The problem with ‘The Immortalists‘ is that it aims high, and its ambition shows. It is, I think, an attempt to explore the effect of death on life. What would it mean, to know when you were going to die? Would it be freeing, or would it be the most profound condemnation? Each of the Gold children will struggle with this dilemma, each will find themselves damned in some way by what the woman has told them.

It’s an interesting question, a moving one. But ‘The Immortalists‘ shows its hand too often; it’s clunky, obvious. It never errs on the side of subtlety when it could smack you right in the face, and that robs it of much of its potential effect. The minute you learn that Simon is a gay teenager, you know that he will die of AIDS, the price he will pay for his few years of freedom. It’s the shallowest metaphorical level for this lesson, the lowest hanging fruit, and Benjamin grabs it.

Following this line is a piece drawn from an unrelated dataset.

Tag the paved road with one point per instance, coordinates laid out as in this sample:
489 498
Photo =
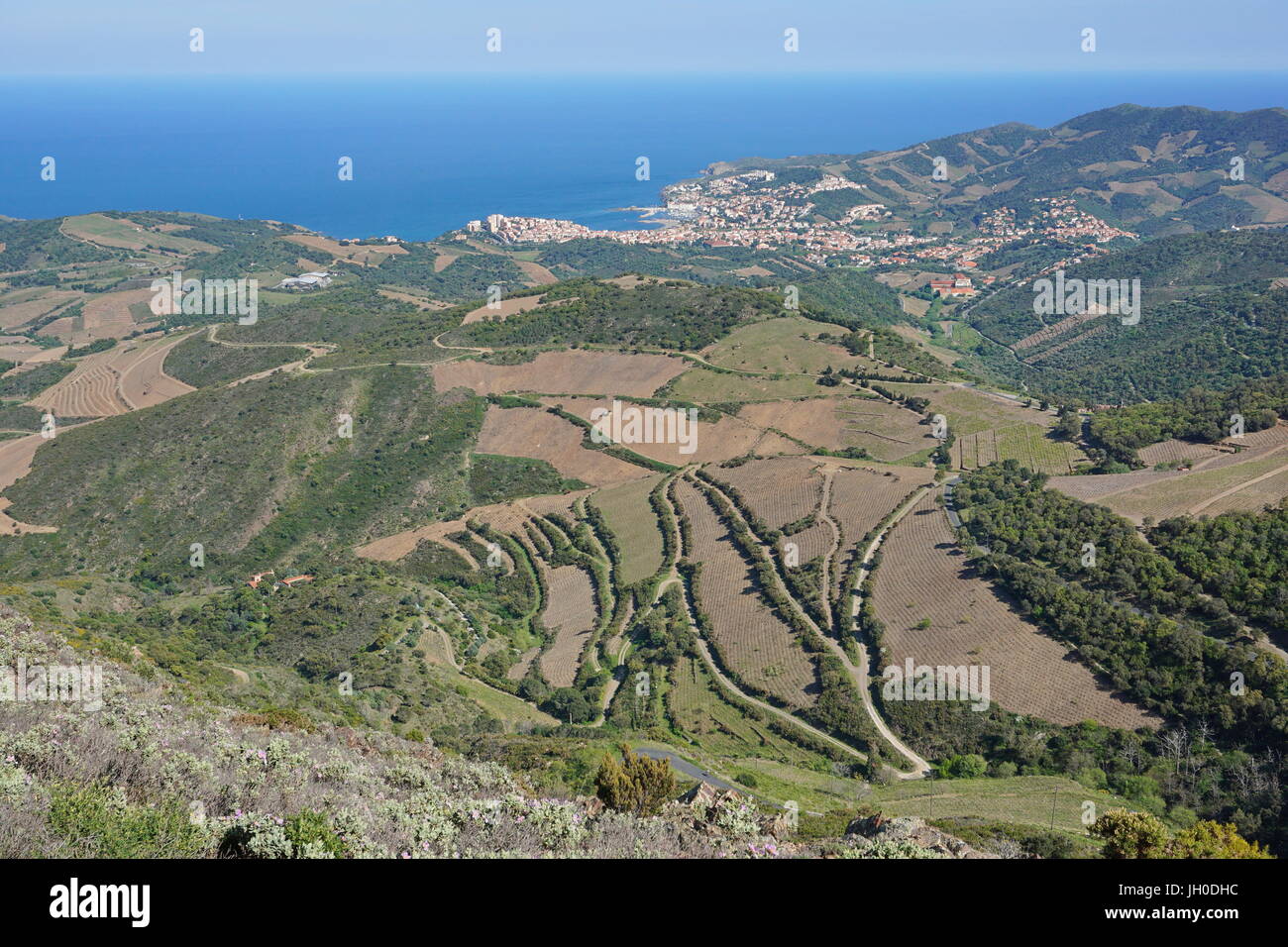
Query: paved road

Daniel, at loose ends in his career, weighed down by grief from the death of his two siblings, decides to go and shoot the woman who gave them these prophecies, where he is gunned down by an FBI agent – not a likely end for a family man and physician. There were other ways to do this, to make this point about derangement and rage and grief, more realistic ways. But Benjamin consistently takes the most obvious road where a subtler one might have been more interesting.

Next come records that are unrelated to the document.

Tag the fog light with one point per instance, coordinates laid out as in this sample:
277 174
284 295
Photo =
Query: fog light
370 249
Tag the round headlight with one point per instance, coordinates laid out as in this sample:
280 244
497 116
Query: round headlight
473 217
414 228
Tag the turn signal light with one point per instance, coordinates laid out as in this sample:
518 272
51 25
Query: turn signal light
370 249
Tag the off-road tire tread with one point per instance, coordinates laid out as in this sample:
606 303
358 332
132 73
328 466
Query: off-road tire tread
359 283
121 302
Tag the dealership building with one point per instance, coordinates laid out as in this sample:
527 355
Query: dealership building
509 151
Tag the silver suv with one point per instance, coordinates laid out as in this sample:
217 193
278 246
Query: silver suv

It’s not that I don’t think that obvious books can’t be great – sometimes the blatant mechanism is the best mechanism. But Benjamin picks the blatant mechanism every single time. Simon’s choice, to live his short life freely, will literally, directly, bring about the early death that has inspired his bravery. Varya, granted long life only to watch her entire family die, will literally devote her to life the extension of life against aging. Klara, having spent her life in pursuit of magic in which she believes literally, will prove her own magically-predicted death date by actually, literally, killing herself on it.

A subtler novel would have been a better one, in my opinion. The premise is interesting; the question, profound. We spend our entire lives negotiating with our deaths, in one way or another. And Benjamin is right: there are multiple effects that death may have on our lives. Some of us are liberated by the certainty of our end: we maximize the time that we have, because the only thing that we know for sure is that it will be limited.

Some of us, though, will allow our lives to be cramped and deformed by our foreknowledge of death. Fear will constrain us, alter our movements, limit our scope. Despite the fact that death is everywhere and eternally inevitable, we will try, eternally and inevitably, to cheat it.

Chloe Benjamin

So, this is what fantastical fiction is meant to do (or, one of the things): it uses impossible premises (you will know the day of your own death) to interrogate the universal. And sometimes the best way to do this is to take the most extreme example – sometimes extreme examples are illustrative.

But I think ‘The Immortalists‘ is trying to have it both ways: it is a realist novel with a fantastical premise. The lives of the four Gold children are meant to be plausible in our world given a single magical event. The problem is, taken all together, they strain credulity, and that diminishes the effect of the work.

But it’s not, by any stretch of the imagination, a bad book. It’s very readable, the pages almost turn themselves. It’s well-paced, the writing is competent, even good. More: the writing is good enough that the content is easy to emotionally connect with, not necessarily an easy feat.

The Immortalists‘ is exactly the kind of book that makes me want to avoid contemporary fiction. Not a bad book, but not a great one, either, not one that will go the distance, not one that will be read by our great-grandchildren. When it came out, critics were pleasant but mild in their praise, as well they should be: ‘The Immortalists’ is a pleasant book. Fun to read, difficult to remember. A tasty drink, but weak. A beach read. It’s not that I regret reading it – hard to regret a pleasant read – but the time might have been better spent elsewhere.